The European Commission just proposed new legislation that would allow members to restrict imports of genetically modified crops even if research has demonstrated that the crops are safe. Brussels sees this new proposal as a kind of middle ground in the GMO debate, as the WSJ lays out:
Under the plan…the commission would promptly approve biotech crops for import after they have been deemed safe by EU scientific authorities. That has been a long-standing gripe from U.S. officials and the biotech industry: Crops that have passed scientific reviews get stuck in Europe’s regulatory limbo; the commission is reluctant to defy member states that oppose biotechnology by approving the crops, even though it has the legal authority to do so.

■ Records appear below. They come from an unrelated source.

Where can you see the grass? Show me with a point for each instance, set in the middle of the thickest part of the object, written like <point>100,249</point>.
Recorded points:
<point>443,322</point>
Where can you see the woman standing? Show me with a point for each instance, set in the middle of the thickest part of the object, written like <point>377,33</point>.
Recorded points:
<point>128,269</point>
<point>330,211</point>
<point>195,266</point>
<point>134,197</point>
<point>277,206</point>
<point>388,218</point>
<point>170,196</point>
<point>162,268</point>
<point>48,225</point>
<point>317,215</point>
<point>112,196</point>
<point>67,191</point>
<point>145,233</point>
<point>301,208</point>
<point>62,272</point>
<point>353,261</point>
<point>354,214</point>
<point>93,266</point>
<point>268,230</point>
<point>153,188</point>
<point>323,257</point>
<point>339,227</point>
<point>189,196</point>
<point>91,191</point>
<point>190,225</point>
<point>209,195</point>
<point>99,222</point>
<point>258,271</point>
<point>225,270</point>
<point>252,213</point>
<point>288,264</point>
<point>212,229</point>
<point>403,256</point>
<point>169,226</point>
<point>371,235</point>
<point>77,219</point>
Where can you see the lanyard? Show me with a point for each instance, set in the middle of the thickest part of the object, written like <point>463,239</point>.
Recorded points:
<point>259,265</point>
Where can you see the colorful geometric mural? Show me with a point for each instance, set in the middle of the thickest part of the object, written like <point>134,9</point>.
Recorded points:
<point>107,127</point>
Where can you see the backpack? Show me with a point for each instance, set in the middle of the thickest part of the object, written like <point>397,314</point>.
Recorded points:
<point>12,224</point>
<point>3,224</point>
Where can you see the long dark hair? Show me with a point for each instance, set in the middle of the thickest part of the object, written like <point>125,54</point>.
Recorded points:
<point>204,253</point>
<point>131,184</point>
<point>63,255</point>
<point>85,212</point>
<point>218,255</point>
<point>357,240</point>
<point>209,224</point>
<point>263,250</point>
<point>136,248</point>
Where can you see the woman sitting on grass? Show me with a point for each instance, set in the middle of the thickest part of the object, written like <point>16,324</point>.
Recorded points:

But the proposal would also allow a member state to ban the use of these crops if it believes there is an “overriding” public interest. EU lawyers say this provision, reflecting what is essentially moral opposition to biotechnology in some EU nations, would allow bans under WTO rules, even on biotech crops that have passed safety reviews.
But this “middle ground” gives environmentalists far too much credit. Greens have long railed against GMOs. At first, they did so in the name of public safety, but study after study has exonerated these high-tech crops. Now green opposition isn’t left with much of a leg to stand on besides that uncomfortable feeling one might get when imagining some grotesque “frankenfood” hybrid on one’s kitchen table.
This is irresponsible, to say the least. Genetically modified crops can produce higher yields in more adverse conditions, helping to feed the kind of hotter, overpopulated planet that greens warn is in our near future. With this new proposed law, Brussels is pandering to Luddite foolishness.